In conclusion, Eliza Haywood’s Love in Excess and Elizabeth Inchbald’s A

Simple Story demonstrate different portraits of women loving and trying to survive

in the eighteenth century patriarchal English society, when women are fitted into an ideal image to perform their expected roles. Haywood presents the possibility of displaying female desires though in a limited way and in a conforming stance through the model of Melliora, the symbol of conformity and finding a way in-between total transgression and submission. Likewise, Inchbald constructs two female characters, Millner and Matilda, the female protagonists in A Simple Story who are in perfect harmony with the romantic and energetic mood of the first part and gloomy and passive atmosphere of the second half respectively. The first part is in a rather protesting and transgressing tone whereas the second part is affirming and reinforcing female invalidity as in the Gothic novel victimising Matilda into a submissive life which is most likely Inchbald’s own conforming voice.

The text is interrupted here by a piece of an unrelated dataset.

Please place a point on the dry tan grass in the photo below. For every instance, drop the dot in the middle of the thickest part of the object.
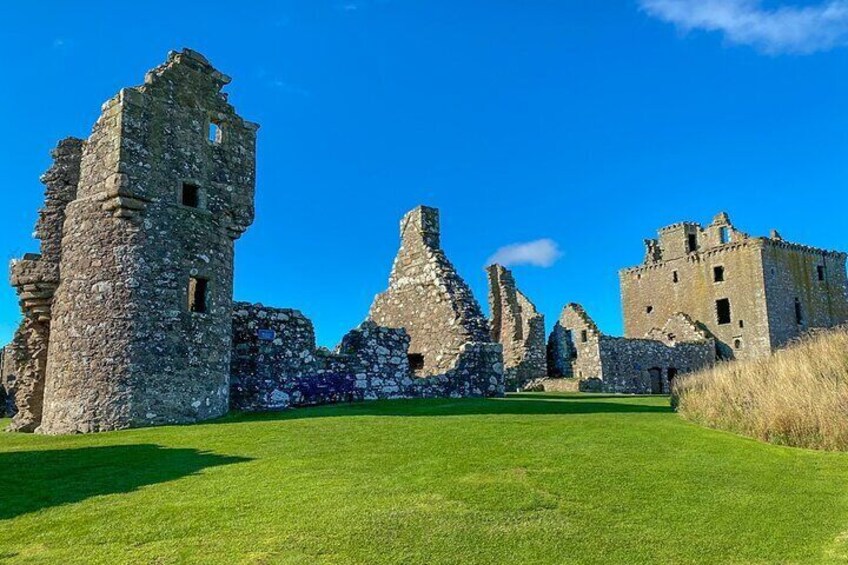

Thus, it is clearly observed that throughout the eighteenth century, only a degree of female agency is attained through the characters of Alovysa, Melliora, Violetta and Millner. However, female power is once again taken back to the confines of the patriarchal sphere of social conduct and conformity with Alovysa’s death by the patriarchal sword after her excessive passion and transgression in Love in Excess or, the Fatal

Inquiry and Matilda’s quick marriage restoring the patriarchal order in A Simple Story. Thus, as depicted with these novels, female empowerment is made possible

only through conformity to the patriarchal discourse of the eighteenth century England.